Atom Deguire’s postcards will pounce on unsuspecting pedestrians in the city, forcing them to engage with art
The gallery is seen as a rarified space, one with crisp clean walls, pools of hay-coloured light lovingly and carefully angled over a painting or sculpture. This month, however, Truck Gallery looks more like a garage after a good spring cleaning — all bare walls, grey concrete floors and bouncing echoes.
“Base Camp” — running for the month of July — and the exhibitions’s four participating artists, Alexandre David, Atom Deguire, Michael Fernandes and Ashley Neece, are taking art out of the sanctuary and into the streets in an effort to make a statement about art and its relationship to public space.
“It plays off the idea of a mountaineer’s base camp,” says Renato Vitic, director of Truck, drawing an image of the four artists as urban explorers in an expansive landscape. “It’s where you prepare for the endeavour you’re facing.
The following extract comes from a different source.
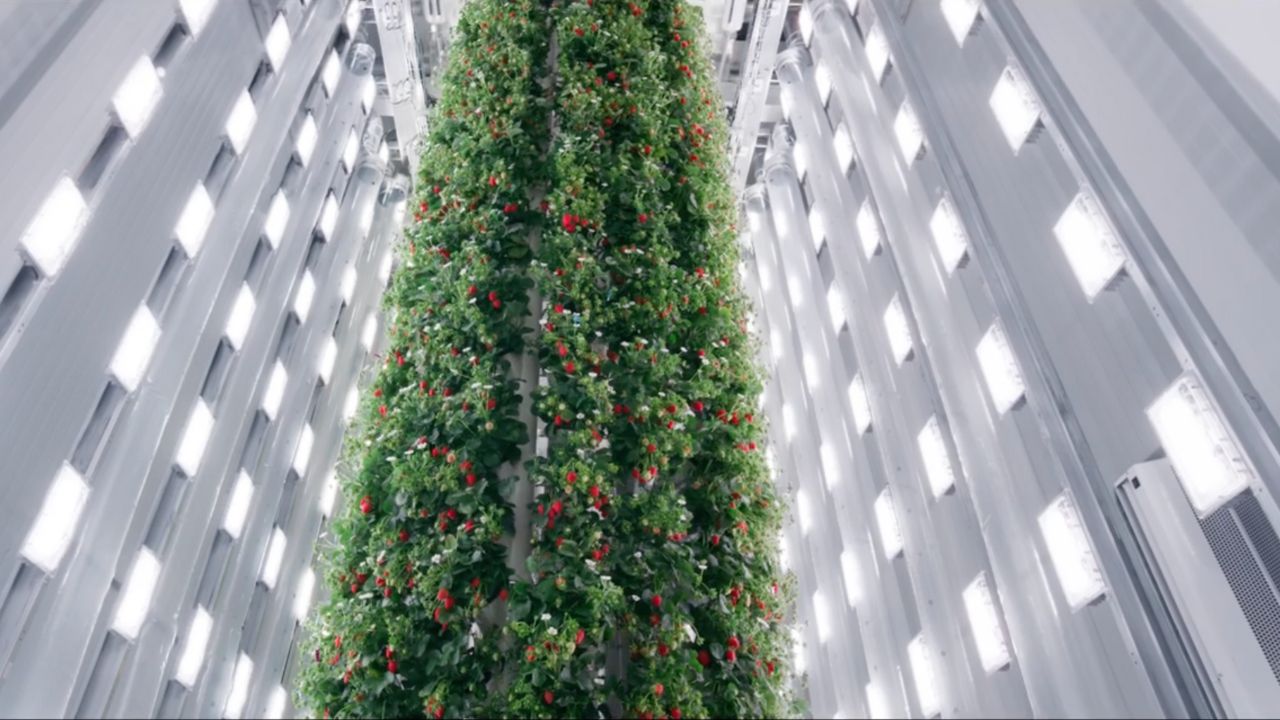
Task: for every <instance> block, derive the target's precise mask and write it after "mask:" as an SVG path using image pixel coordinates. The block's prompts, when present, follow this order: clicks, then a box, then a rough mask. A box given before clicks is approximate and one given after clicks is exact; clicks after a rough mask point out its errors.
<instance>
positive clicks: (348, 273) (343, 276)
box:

The artists involved in the exhibition will be using this space as a staging area for the events that happen outside of the space. It’s a great idea for Calgary, where the idea of the public commons is perhaps being challenged.”
There is a wide variety of work in the exhibition. Deguire has already deployed his postcards featuring the Rocky Mountains on the front and messages on the back, which are also on display in the gallery. David has set up a sculpture in the gallery that folds out to make seating (viewers can sign out one of the sculptures, which are attached to wheels, and set up their own seating area anywhere in the city). Fernandes has been walking the streets with an engaging sign, talking to people.
To cap off the exhibition at the end of the month, Neece will be putting up simple manilla posters around the city with coloured text featuring phrases about living in the moment.
Turning the gallery inside out, says Vitic, is an important challenge to the ideology of an artist-run centre. People will come into the gallery to check out what is going on, but, most importantly, he says, it brings the audience into the art-making process by having the public interact with the actual exhibition outside the gallery.
“It’s about that encounter with the individual,” says Vitic. “It’s less of a passive relationship to the artwork where you go into a museum you see a beautiful painting and you absorb it and then you walk away from it. With these works, it’s a much more active relationship — it’s a relationship of participation. You have to encounter the works.”
The random encounter is at the heart of Deguire’s postcards. “Base Camp,” says Deguire, has pushed him conceptually, yet he feels at home, considering a lot of his work has to do with the link between the outdoors and the gallery.
His postcards use the iconic images of the Rocky Mountains on the front, while on the back, he stamps messages such as “You have a long history” and “Magic can be found here.” The unaddressed and unsigned postcards are distributed in mostly pedestrian areas of the city, where people can randomly encounter the pieces without even knowing they’re art.
“They make a statement about public space and freedom,” he says. “Everything today is about security and we’re losing free public space. It gets back to the whole idea of people feeling overly threatened. I’m working in public space and questioning that cultural shift.”
Deguire has set up an office space of his work in the corner of the gallery as an interactive installation, documenting how his postcards are made. He enjoys the idea that people can experience the work outside the gallery as well as inside. It’s a relationship that Vitic also sees as important.
“It’s not just simply programming works off-site in opposition to works in the gallery,” he says, “but building a direct relationship between the two. That’s the idea.”
Michael Fernandes’s contribution personifies that relationship. He will be walking the streets carrying a sign saying, “If you don’t see it, ask for it.” The same statement adorns the wall of the gallery.
“I saw it in a store a long time ago” he says. “There is something warm about it — an attempt there to reach out. There’s a lot of empathy in it.”
The ambiguity inherent in the statement is something he hopes will propel people to ask him about it, to start conversations about how they interpret the statement. These chance encounters form the basis of his contribution — to engage with life, with the audience.
“Just to function in art is not interesting to me. The more work I do, the more I attempt to seek out society on different levels,” he says. “I’m curious about what it is we don’t see, what we’re asking. Not everyone’s carrying a [physical] sign, but we are on some levels — whether through our clothing, styles, or interests or the way we carry ourselves. Something there’s readable.”
In the end, says Vitic, “Base Camp” is where the analysis takes place: The artists go out in the public space with their work and collect the data on how their works have been received and how they, themselves, have been altered in their creative approaches.
“It’s a living model of art-making,” says Vitic. “It’s not like an archeologist or art historian where they’ll dig up some idea about an art work; it’s more like biology, where we’re dealing with living systems that change as we observe them.”